Mais quelquefois, comme si son cœur eût cessé de battre un instant, ses jambes fléchissaient, son pas se ralentissait, son bras se tendait, elle restait en arrière. Michel Strogoff s’arrêtait alors, il fixait ses yeux sur la pauvre fille, comme s’il eût essayé de l’apercevoir à travers cette ombre qu’il portait en lui. Sa poitrine se gonflait ; puis, soutenant plus vivement sa compagne, il reprenait sa marche en avant.

Cependant, au milieu de toutes ces misères sans trêve, ce jour-là, une circonstance heureuse allait se produire, qui devait leur épargner bien des fatigues à tous les deux.

Ils avaient quitté Sémilowskoë depuis deux heures environ, lorsque Michel Strogoff s’arrêta.
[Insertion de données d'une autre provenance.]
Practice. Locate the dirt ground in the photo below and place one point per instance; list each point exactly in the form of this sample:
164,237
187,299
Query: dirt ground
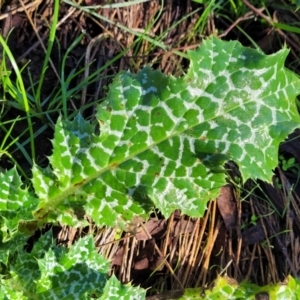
252,231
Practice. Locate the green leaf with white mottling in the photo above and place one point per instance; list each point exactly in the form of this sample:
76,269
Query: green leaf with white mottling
114,290
51,272
16,207
163,140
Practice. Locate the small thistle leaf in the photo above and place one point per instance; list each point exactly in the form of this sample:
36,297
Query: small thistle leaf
114,290
163,140
53,272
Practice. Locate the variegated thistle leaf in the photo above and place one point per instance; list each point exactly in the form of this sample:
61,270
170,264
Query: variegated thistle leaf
52,272
163,140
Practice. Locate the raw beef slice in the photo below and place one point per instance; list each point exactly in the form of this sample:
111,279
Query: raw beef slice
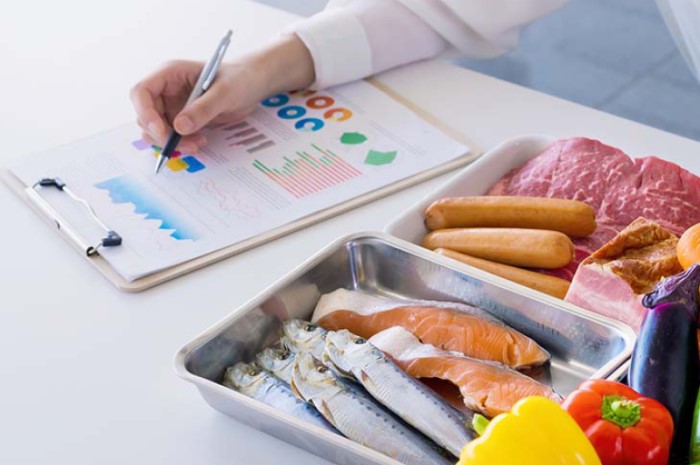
613,280
618,188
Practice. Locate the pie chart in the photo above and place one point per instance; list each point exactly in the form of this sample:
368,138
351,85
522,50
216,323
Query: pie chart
337,114
276,101
309,124
291,112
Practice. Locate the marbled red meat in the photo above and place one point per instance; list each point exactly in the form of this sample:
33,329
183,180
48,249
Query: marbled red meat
613,280
618,188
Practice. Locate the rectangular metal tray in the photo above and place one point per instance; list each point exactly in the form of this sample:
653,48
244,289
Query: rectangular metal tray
583,345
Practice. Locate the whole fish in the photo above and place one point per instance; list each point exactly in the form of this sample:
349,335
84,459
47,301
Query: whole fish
302,336
416,404
251,380
357,416
278,361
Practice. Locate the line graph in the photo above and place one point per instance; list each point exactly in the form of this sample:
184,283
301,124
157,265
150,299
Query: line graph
227,200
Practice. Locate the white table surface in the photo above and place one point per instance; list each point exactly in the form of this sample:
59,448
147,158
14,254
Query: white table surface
86,373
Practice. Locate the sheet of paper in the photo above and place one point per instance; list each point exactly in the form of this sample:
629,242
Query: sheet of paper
297,154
« La route est déserte ? demanda-t-il.

— Absolument déserte, répondit Nadia.

— Est-ce que tu n’entends pas quelque bruit en arrière ?

— En effet.

— Si ce sont les Tartares, il faut nous cacher. Regarde bien.

— Attends, Michel ! » répondit Nadia en remontant le chemin, qui se coudait à quelques pas sur la droite.

Michel Strogoff resta un instant seul, tendant l’oreille.

Nadia revint presque aussitôt et dit :

« C’est une charrette. Un jeune homme la conduit.

— Il est seul ?

— Seul. »

Michel Strogoff hésita un instant. Devait-il se cacher ? Devait-il, au contraire, tenter la chance de trouver place dans ce véhicule, sinon pour lui, du moins pour elle ? Lui, il se contenterait de s’appuyer d’une main à la charrette, il la pousserait au besoin, car ses jambes n’étaient pas près de lui manquer, mais il sentait bien que Nadia, traînée à pied depuis le passage de l’Obi, c’est-à-dire depuis plus de huit jours, était à bout de forces.

Il attendit.

La charrette arriva bientôt au tournant de la route.